The Student Senate also recently wrote more than 200 letters to our veterans thanking them for all they have given up for us. The school’s AFJROTC sought out veterans on staff and provided them with a special recognition.
In December, VVHS clubs and classes will adopt a child and/or family from PB&J Family Services and provide items from their holiday wish lists.
James Monroe Middle School
For the past five years, James Monroe has had a giving tree. School counselors Ms. Barbour and Ms. Ortega compile a list of 50 to 100 students in need and ask them to fill out an anonymous tag with their gift “wish”. The tags are pinned to the tree and JMMS students, parents, and staff members take a tag and purchase a gift. The PTSA and Bullying Prevention student group help wrap and distribute the gifts.
Rio Grande High School
The Rio Grande High School Students Senate sponsors several community activities during the holiday season.
This week, Senate is sponsoring a food drive contest for Roadrunner Food Bank. Students are competing through their fifth period advisory class to see who can donate the most food. The last time RGHS did this, they collected 600 pounds of food. They are trying to beat that number this year.

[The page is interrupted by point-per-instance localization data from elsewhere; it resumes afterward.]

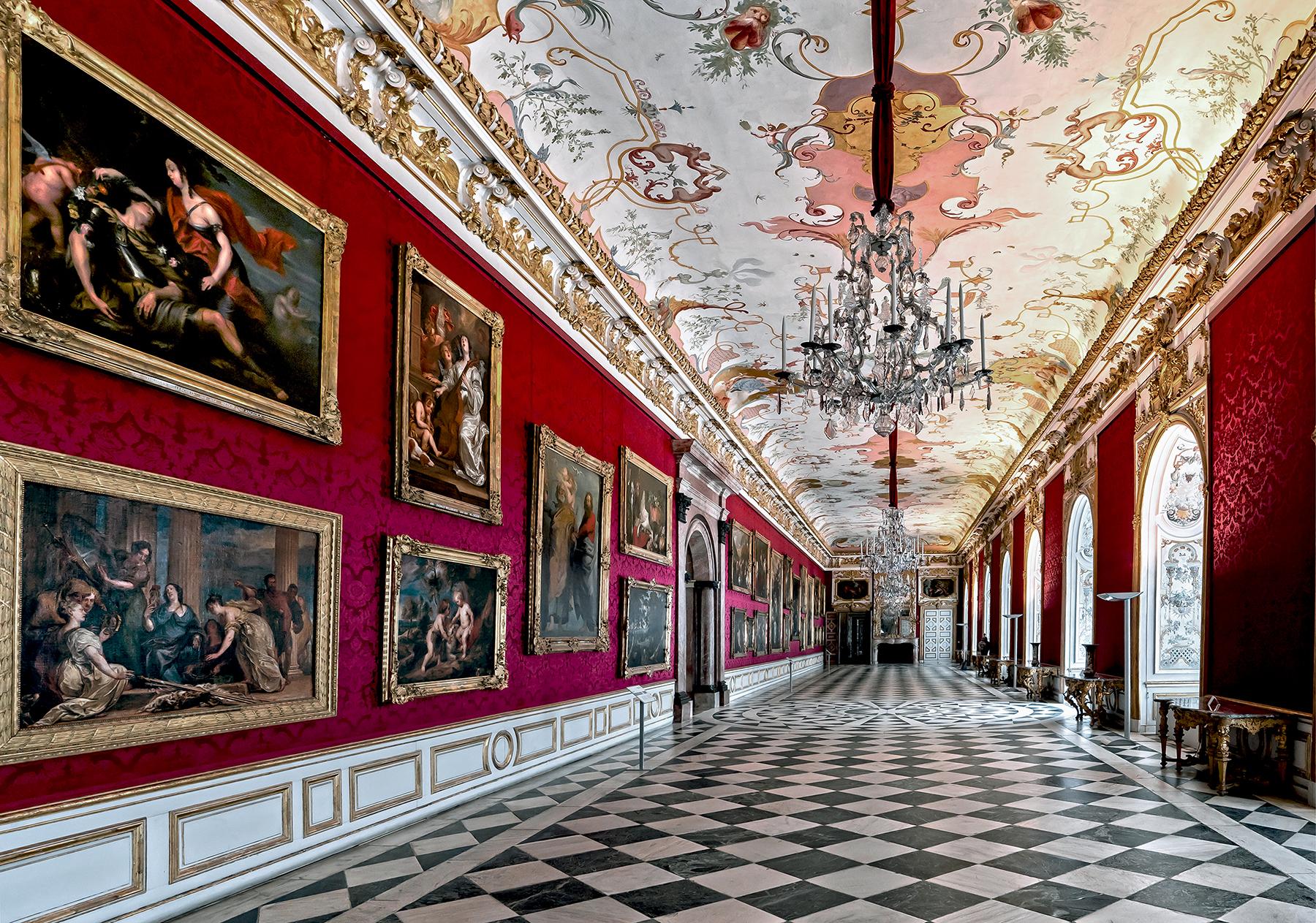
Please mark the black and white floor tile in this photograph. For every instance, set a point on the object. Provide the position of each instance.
(888, 794)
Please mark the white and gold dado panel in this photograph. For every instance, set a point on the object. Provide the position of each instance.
(158, 851)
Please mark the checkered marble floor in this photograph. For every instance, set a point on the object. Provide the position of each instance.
(886, 793)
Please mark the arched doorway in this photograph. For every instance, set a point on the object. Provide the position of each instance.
(1171, 552)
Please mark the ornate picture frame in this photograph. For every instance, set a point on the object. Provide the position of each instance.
(143, 343)
(276, 653)
(466, 477)
(561, 477)
(437, 577)
(638, 609)
(638, 534)
(741, 567)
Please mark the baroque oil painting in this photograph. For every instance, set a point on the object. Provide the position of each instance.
(154, 250)
(449, 395)
(447, 622)
(569, 549)
(151, 609)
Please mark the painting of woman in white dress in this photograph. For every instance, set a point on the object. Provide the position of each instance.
(447, 395)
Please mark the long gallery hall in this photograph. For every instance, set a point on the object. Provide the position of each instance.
(629, 460)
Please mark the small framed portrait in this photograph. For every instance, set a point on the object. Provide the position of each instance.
(939, 588)
(447, 395)
(445, 625)
(741, 563)
(645, 626)
(645, 509)
(761, 572)
(569, 547)
(743, 628)
(146, 246)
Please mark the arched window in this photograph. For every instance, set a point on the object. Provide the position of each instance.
(1006, 650)
(1173, 517)
(1078, 582)
(1033, 590)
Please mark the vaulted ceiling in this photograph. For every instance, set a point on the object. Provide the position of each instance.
(719, 148)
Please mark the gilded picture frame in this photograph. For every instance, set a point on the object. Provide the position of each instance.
(319, 417)
(488, 574)
(551, 457)
(761, 575)
(741, 559)
(26, 472)
(417, 477)
(633, 663)
(638, 536)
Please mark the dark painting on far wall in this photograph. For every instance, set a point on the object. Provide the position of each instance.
(151, 609)
(445, 626)
(447, 395)
(151, 248)
(743, 628)
(645, 509)
(761, 572)
(645, 628)
(569, 547)
(743, 554)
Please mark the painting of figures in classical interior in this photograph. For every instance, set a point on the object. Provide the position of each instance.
(572, 503)
(763, 575)
(447, 621)
(449, 395)
(645, 509)
(164, 254)
(743, 628)
(743, 551)
(164, 609)
(645, 628)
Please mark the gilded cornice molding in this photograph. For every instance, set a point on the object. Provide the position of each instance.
(1157, 340)
(386, 70)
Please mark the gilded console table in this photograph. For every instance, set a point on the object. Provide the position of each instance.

On Thursday, the Ravens will sponsor their annual Thanksgiving lunch for senior citizens from nearby community centers. Students decorate the school’s commons area, host the luncheon for about 150 guests and provide entertainment.
On Nov. 24, student senators will work a two-hour shift sorting food donated to Roadrunner Food Bank and preparing food for distribution.
“Rio Grande students are incredibly generous and conscientious,” said RGHS activities director Jean Marie Baca. “They are very aware that there are people around the city that need help, especially during the holiday season. Our senators, and student body as a whole, want to help the community and have a positive impact on the lives of those around them.”
Garfield Middle School
Mrs. Ferryman's class at Garfield Middle School conducts an annual clothing drive to support the APS Community Clothing Bank. They recently delivered a carful of clothing to the clothing bank. Now that the clothing drive is over, the class has begun its annual food drive. This is a decade- long tradition at the school. Last year, students were able to provide 20 families in the Garfield community with Thanksgiving dinner. This year, they are hoping to be able to provide more families with the holiday meal.
Sandia High School
The Sandia High Student Senate trick or treated for cans during Halloween week, walking through neighborhoods and collecting more than 3,100 pounds of food for the Food Bank. Those pounds will allow Roadrunner to distribute more than 2,580 meals.